Ein wenig beunruhigt hatte ich Lotte und die Kinder verlassen, denn die kleine Karoline hatte vor fünf Tagen eine Pockenimpfung erhalten, und wir warteten gespannt auf den Ausbruch der Blattern.
Ich ging trotz des anfänglich rauen Windes viel im Wald spazieren und kam mit meiner Arbeit schnell voran. Doch hatte ich im Schloss mit der Kälte zu kämpfen, weil die großen Räume trotz des Kaminfeuers kalt blieben.
Deshalb ließ ich mir meinen Schlafrock und ein paar Hemden schicken, die ich bei nächster Gelegenheit erhielt. Für meine Verpflegung sorgten in der Zeit der Oberförster Karl Friedrich Koch und seine Frau, und auch der Herzog besuchte mich völlig unerwartet. Um bei der Leseprobe der ersten vier Akte meiner
Maria Stuart am Theater zugegen zu sein, fuhr ich am 23. Mai nach Weimar zurück und war am 25. abends wieder auf der Ettersburg. Doch auch die gewählte freiwillige Einsamkeit brachte kein wesentliches Weiterkommen zustande. Ich fühlte mich einsam, ohne meine Lolo und die Kinder. Wenn ich nicht arbeitete, fühlte ich eine entsetzliche Leere um mich, und auch Lotte litt unter unserer Trennung. So kehrte ich am 2. Juni nach Weimar zurück und vollende meine Arbeit am 9. Juni 1800.
Gleich an diesem Abend erfuhr der Herzog, angeblich durch eine Beschwerde Herders, dass in meinem neuen Drama die Szene einer Kommunion dargestellt werden sollte. Herder sah außerdem in der Abendmahlszene eine Entheiligung der Kirche, was für ihn Anlass eines großen Protestes war.

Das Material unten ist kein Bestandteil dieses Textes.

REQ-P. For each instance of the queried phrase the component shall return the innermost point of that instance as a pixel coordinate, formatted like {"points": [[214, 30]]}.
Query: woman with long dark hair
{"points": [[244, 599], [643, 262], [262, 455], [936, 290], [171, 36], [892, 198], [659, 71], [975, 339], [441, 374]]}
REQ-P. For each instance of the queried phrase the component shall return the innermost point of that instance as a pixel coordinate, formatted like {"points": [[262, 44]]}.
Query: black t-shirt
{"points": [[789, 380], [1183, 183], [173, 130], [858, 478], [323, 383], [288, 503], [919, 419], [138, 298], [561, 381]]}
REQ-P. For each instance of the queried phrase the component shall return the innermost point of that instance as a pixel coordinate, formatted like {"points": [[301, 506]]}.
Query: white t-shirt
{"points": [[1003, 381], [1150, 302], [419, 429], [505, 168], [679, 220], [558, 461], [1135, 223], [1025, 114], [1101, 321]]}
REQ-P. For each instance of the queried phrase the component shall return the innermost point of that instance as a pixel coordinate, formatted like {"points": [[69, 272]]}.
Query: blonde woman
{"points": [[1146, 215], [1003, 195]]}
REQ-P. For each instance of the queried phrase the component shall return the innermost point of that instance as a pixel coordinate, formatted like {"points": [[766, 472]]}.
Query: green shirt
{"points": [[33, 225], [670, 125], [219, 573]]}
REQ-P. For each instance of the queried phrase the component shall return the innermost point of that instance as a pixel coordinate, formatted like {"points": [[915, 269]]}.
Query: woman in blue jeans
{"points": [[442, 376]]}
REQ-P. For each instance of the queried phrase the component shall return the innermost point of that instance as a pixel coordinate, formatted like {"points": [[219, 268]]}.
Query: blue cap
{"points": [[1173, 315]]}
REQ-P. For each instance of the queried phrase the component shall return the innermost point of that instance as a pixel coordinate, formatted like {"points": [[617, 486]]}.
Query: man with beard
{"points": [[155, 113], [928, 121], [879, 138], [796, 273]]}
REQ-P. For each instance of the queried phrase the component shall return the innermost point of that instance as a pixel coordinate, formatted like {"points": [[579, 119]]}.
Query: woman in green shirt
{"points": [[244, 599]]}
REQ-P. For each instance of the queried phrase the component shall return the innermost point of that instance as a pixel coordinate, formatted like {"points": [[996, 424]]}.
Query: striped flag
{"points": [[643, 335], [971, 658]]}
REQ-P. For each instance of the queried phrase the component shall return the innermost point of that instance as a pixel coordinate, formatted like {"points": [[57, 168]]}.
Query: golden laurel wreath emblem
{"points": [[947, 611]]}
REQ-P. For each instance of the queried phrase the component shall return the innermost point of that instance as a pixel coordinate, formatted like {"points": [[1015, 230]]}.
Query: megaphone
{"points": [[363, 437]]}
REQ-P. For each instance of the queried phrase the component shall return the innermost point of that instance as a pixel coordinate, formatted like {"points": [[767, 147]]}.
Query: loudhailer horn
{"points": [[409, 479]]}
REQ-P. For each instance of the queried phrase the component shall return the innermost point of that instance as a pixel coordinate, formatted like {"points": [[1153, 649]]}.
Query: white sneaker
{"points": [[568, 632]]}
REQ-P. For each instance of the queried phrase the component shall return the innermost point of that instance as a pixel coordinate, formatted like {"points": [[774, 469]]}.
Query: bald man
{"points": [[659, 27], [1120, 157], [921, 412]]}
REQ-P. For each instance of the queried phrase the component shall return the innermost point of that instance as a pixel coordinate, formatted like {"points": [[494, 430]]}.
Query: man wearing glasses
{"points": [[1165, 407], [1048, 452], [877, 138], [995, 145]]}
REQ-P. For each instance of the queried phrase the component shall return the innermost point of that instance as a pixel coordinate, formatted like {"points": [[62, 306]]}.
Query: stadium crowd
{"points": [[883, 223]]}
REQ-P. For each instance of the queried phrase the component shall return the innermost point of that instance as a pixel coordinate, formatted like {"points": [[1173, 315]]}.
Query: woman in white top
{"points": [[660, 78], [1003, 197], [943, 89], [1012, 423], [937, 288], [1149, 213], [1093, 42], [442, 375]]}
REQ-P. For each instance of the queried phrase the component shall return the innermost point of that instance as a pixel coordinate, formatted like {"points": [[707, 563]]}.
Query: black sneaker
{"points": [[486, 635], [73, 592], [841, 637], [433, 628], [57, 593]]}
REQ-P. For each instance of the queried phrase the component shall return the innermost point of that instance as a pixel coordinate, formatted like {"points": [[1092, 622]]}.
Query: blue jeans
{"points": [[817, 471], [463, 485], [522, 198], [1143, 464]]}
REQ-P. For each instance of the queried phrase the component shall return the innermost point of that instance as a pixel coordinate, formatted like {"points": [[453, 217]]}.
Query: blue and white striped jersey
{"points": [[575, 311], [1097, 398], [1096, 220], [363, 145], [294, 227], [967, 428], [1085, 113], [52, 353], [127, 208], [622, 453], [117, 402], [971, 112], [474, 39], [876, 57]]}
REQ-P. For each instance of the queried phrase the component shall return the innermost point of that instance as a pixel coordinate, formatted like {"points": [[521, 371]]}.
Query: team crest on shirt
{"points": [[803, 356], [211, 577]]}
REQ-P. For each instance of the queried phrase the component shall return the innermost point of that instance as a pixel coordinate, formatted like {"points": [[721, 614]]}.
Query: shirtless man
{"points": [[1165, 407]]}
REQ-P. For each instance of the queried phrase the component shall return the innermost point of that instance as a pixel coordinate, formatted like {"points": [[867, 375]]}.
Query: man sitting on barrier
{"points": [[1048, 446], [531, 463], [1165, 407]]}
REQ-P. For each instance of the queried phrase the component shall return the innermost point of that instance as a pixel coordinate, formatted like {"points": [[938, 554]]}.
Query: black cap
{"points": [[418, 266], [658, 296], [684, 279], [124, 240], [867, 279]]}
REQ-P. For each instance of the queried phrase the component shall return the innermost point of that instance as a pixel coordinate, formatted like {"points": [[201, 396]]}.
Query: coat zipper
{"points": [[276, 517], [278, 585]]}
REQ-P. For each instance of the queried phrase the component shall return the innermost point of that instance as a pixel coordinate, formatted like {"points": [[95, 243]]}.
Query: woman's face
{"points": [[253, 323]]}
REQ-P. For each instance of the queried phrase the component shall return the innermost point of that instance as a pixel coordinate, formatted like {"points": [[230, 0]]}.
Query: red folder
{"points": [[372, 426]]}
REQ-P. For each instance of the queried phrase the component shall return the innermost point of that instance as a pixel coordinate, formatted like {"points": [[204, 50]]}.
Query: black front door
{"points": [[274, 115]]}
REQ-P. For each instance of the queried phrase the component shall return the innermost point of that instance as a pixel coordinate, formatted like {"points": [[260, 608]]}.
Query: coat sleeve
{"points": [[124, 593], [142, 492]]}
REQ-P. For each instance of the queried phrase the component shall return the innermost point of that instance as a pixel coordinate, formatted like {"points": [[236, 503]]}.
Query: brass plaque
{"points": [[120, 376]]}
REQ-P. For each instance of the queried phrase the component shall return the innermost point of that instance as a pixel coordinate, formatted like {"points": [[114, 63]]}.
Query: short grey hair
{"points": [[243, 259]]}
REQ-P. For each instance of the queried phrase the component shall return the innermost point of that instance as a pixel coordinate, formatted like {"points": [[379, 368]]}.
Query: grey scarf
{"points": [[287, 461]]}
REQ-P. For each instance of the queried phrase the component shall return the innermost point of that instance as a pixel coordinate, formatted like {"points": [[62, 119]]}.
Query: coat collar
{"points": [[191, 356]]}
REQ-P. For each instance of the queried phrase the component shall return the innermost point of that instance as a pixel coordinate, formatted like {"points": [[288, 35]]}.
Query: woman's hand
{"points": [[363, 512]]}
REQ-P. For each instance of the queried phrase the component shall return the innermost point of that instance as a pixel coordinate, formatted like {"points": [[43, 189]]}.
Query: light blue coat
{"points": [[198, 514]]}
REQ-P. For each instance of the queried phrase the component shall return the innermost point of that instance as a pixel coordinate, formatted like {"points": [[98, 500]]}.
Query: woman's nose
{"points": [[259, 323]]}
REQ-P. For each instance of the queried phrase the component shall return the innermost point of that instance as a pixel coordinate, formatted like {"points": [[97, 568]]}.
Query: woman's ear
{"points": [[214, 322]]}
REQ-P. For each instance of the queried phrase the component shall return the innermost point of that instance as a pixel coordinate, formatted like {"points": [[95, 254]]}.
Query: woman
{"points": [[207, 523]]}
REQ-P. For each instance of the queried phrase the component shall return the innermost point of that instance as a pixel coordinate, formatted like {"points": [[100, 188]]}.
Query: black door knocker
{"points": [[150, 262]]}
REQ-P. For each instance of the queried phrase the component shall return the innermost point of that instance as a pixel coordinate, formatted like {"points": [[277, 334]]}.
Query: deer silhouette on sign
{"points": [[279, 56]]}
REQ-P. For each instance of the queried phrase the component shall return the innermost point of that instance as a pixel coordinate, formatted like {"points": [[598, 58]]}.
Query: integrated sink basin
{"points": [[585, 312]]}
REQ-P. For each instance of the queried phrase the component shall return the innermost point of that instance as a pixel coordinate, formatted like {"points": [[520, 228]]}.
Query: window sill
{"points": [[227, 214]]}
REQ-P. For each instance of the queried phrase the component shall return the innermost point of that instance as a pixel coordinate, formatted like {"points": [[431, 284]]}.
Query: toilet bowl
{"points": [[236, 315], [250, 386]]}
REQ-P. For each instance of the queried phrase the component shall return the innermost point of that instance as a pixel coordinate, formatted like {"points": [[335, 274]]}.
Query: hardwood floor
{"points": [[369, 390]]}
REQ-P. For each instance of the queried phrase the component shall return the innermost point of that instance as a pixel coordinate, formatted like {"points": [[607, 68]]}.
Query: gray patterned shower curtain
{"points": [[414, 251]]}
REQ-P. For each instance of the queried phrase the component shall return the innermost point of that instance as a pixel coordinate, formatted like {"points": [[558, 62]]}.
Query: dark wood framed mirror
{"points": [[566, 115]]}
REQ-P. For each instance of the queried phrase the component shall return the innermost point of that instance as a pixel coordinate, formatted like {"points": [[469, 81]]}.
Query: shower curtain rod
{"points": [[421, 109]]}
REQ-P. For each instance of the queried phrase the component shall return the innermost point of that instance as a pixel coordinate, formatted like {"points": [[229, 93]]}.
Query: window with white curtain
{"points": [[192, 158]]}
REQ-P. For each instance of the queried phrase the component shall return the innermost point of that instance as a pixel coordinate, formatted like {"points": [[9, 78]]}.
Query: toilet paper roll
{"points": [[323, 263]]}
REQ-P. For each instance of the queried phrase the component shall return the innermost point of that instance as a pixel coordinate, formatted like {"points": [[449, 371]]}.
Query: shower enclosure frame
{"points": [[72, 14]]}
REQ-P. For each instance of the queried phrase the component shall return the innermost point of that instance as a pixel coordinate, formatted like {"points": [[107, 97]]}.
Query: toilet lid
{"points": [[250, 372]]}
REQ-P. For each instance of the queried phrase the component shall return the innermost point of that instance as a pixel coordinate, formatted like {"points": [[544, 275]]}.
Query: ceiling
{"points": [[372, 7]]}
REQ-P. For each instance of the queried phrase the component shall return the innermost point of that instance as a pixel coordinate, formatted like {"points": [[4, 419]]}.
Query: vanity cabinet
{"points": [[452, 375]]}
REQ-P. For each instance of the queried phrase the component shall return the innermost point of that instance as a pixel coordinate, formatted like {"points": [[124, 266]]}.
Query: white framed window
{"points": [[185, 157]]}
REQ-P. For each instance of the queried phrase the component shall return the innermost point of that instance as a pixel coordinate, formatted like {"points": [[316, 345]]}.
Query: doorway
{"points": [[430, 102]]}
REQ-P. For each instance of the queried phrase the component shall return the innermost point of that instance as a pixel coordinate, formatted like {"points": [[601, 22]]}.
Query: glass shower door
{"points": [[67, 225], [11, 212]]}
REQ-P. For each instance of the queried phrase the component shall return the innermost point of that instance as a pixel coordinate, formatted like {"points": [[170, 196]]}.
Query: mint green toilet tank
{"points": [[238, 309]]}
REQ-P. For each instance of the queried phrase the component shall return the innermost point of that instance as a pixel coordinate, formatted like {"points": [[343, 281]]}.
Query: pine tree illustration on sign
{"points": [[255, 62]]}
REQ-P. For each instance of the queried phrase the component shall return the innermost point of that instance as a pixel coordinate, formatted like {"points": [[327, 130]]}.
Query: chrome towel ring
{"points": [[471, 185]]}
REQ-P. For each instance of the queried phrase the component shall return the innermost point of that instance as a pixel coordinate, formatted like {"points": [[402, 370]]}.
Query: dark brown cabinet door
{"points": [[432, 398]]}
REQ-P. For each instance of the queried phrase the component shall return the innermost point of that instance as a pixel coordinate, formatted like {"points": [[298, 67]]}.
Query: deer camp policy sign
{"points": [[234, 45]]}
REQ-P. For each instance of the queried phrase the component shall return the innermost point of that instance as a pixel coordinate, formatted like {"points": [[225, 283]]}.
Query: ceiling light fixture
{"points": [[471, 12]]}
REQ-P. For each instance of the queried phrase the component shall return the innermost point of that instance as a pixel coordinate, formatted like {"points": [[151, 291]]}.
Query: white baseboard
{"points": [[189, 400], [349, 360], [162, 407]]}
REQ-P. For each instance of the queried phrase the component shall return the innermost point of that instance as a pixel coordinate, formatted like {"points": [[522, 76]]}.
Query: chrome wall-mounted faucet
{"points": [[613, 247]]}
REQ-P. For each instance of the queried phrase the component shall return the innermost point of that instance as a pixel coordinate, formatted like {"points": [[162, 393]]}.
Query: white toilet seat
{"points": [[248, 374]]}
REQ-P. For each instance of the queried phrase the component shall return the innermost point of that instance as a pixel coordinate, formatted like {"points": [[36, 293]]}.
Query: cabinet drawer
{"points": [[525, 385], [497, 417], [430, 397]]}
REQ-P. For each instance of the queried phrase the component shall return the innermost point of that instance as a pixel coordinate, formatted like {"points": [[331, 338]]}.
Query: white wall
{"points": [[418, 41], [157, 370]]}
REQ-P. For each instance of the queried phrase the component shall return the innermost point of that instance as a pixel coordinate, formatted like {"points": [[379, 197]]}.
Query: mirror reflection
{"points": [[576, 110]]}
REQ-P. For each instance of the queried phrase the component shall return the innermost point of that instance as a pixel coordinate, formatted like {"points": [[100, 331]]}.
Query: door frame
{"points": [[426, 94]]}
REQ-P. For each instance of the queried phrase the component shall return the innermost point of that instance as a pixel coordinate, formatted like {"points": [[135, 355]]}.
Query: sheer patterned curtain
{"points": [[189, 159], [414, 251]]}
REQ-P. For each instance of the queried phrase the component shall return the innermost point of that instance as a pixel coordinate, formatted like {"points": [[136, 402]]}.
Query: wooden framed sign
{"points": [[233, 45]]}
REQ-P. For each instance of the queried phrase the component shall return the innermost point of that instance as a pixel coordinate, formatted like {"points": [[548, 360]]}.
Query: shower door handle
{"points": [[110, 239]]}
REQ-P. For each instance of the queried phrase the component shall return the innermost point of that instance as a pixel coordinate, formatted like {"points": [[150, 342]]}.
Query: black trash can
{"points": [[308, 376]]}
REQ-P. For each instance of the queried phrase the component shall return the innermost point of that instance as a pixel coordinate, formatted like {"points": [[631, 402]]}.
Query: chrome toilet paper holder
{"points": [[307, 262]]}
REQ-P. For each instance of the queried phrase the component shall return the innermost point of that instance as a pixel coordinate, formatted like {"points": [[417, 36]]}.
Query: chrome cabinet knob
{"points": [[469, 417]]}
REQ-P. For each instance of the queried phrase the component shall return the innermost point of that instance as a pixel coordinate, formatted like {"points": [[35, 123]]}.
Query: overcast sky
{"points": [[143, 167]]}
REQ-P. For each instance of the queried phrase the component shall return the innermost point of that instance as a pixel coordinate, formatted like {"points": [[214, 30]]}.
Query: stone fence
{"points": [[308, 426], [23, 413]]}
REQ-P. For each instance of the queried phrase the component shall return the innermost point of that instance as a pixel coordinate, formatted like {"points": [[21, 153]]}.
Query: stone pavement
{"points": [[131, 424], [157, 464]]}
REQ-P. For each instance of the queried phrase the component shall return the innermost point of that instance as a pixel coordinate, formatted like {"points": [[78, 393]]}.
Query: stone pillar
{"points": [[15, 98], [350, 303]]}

Das wiederum trug dazu bei, dass Goethe in einem Schreiben des Herzogs am Folgetage gebeten wurde, doch dafür zu sorgen, dass in meinem Stück keine anstößigen Szenen aufgeführt würden. Goethe ließ sich demzufolge den 5. Akt des Dramas von mir zur Einsicht vorlegen und besprach daraufhin mit mir die Änderungen.
Am 14. Juni 1800 wurde das Stück in Weimar uraufgeführt. Zuvor waren von allerorts Zuschauer herbeigeströmt, selbst Bauern aus der Umgebung waren darunter, und das Theater war bis auf den letzten Platz besetzt.
Nach einer Arbeitszeit von siebeneinhalb Monaten hatte ich vom Publikum den Lohn erhalten, den ich mir erhofft hatte und freute mich über erste Bestellungen der Theater in Berlin und Leipzig, obwohl Goethe nach seiner Rückkehr nichts Gutes über die Leipziger Bühne berichtet hatte.